Base premium = $15,000 ÷ 1.25 = $12,000. New premium = $12,000 × 0.85 = $10,200. The experience mod factor directly multiplies the base premium.

Answer Options
A
$18,750
B
$10,800
C
$12,000
D
$10,200

Why This Is the Correct Answer

The calculation requires two steps. First, derive the base premium: $15,000 ÷ 1.25 = $12,000. Then apply the new mod factor: $12,000 × 0.85 = $10,200. The experience mod factor is always applied to the base (unmodified) premium, not to the current modified premium.

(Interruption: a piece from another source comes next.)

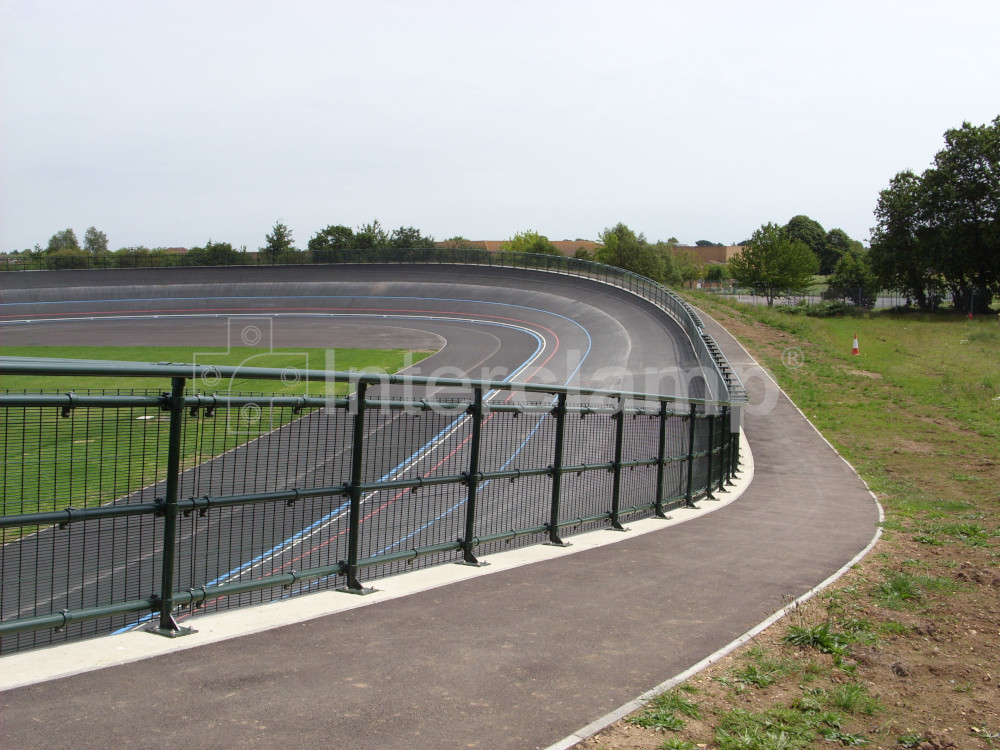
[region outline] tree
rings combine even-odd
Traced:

Why the Other Options Are Wrong

Option A: $18,750

$18,750 results from multiplying $15,000 × 1.25, which compounds the old mod factor instead of replacing it. This ignores the need to first back out the original modifier.

Option B: $10,800

$10,800 likely comes from applying 0.85 directly to $15,000 (skipping the base premium derivation): $15,000 × 0.72 or some other arithmetic path. The correct approach must first extract the base premium.

Option C: $12,000

$12,000 is actually the correct base (unmodified) premium—a tempting answer because it is the right intermediate step—but the question asks for the new modified premium after applying 0.85, which is $10,200.

Memory Technique

Experience mod math = DIVIDE then MULTIPLY. Step 1: Remove the old mod (divide current premium by old mod to get base). Step 2: Apply new mod (multiply base by new mod). Never skip to Step 2.